Mr Angus MacMillan independent consultant said that the best we can hope for is that the Chinese market will be in rough balance next year but that means the rest of the world will be in surplus.


Another analyst said that while aluminium stocks in London Metal Exchange warehouses had been falling throughout much of this year, they showed no signs of a downtrend strong enough to trigger a turnaround in sentiment.


Below are some of the more significant recent developments in production stocks and prices that may continue to influence the direction of the market in the remainder of 2010 and into 2011.


Production:


1. November 29 - Rio Tinto Alcan plans to spend USD 3.5 billion to build an aluminium plant in Paraguay that will produce an estimated 670,000 tonnes per year raising the company's initial projections. The unit of global Rio Tinto initially announced USD 2.5 billion investment in December 2009 that would have produced some 480,000 tonnes of aluminum a year. Construction of the plant is set to start in 2014 and be completed within two and a half years.


2. November 24 - Ghana plans to restart its Valco aluminium smelter next year as a prelude to building an integrated aluminium industry as world metal prices and its own energy resources improve. The 200,000 tonne per year smelter with 6 potlines has been shut since March 2007, largely due to weak metal prices and power shortages caused by low water levels in the vast Volta hydropower dam.


3. November 24 - Independent US aluminium producer Ormet said that it plans to restart the two idled potlines at its Hannibal, Ohio smelter. The restart preparations were due to start immediately with the process expected to be completed in the Q1 of 2011 returning the plant to full production capacity.


4. November 22 - Daily average primary aluminium output rose to 67,300 tonnes in October from 66,700 tonnes in September, provisional figures from the International Aluminium Institute showed. Daily average of primary aluminium output in China rose to 41,600 tonnes in October from 43,600 tonnes in September.


5. November 11 - According to the National Bureau of Statistics, China produced 13,189,000 tonnes of primary aluminium in the first 10 months of the year up 27.6% from the same period last year. Output of alumina rose by 28.1 percent over the same period to reach 24,162,000 tonnes.


6. November 11 - An Alcoa executive said that China will likely curtail another 600,000 tonnes of aluminum smelter production before the end of 2010 to meet energy efficiency targets but whether they restart that shuttered production in 2011 remains to be seen. Alcoa estimated about 700,000 tonnes of capacity had already been shut.


7. November 10 - Alcoa expects its Sao Luis alumina refinery in Brazil to reach full capacity by the end of the year.
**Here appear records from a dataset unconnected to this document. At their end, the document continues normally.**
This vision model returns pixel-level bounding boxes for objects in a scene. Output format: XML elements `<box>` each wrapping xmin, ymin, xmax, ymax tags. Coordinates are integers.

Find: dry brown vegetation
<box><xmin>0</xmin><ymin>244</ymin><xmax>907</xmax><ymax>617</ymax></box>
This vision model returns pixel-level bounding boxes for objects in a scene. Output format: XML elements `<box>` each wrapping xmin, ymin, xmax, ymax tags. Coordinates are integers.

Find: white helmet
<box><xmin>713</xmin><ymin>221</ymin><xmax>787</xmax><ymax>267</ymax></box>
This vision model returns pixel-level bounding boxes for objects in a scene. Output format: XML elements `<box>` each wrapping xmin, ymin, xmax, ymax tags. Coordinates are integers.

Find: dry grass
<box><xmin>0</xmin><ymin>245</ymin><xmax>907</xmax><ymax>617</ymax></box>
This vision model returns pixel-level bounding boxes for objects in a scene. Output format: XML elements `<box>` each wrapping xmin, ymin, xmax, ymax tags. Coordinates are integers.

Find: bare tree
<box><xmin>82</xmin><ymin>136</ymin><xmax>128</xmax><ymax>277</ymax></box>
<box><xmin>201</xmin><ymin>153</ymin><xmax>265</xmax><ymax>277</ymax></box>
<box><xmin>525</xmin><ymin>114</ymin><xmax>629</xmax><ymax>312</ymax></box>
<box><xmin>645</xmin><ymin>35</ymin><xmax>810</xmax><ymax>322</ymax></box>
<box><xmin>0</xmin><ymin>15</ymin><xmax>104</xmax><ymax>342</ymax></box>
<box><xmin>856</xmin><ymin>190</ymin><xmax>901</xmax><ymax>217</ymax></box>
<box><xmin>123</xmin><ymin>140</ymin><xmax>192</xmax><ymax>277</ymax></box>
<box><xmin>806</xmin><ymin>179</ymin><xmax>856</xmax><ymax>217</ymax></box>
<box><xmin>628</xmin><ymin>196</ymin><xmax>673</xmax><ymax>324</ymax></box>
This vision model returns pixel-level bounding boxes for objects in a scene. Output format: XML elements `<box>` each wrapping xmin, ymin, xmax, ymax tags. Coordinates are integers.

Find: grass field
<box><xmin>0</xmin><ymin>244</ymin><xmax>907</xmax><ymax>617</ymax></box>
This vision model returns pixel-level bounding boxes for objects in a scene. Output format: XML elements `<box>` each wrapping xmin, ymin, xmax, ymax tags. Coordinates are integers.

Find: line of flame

In September, the company said that the plant had been affected by power and commissioning problems.


8. November 10 - Rio Tinto Alcan will invest USD 10 million in the expansion of the bauxite residue containment site at its Vaudreuil alumina refinery in Quebec of Canada.


9. November 9 - Abu Dhabi based Emirates Aluminium expects to complete a capacity expansion plan that will help its current output triple to 700,000 tonnes by the end of this year. The company produces more than 200,000 tonnes from its phase one Greenfield smelter. An expansion to 1.4 million tonne per year is expected to be completed in 2013 to 2014.


Prices;


Aluminium prices ended November at USD 2,275 per tonne down from USD 2,344 the previous month. On November 11, the market reached its highest since August 2008 dragged higher under the influence of LME benchmark copper and boosted by strong Chinese economic data. But the market fell later on worries top metals user China planned further steps to cool its overheated economy.


By November 17, three months had fallen to USD 2,185 and the ensuing recovery was fairly muted. The fact that copper reached new record highs lent support to prices in early December though, as did a strike at one of BHP Billiton's South African aluminium smelters.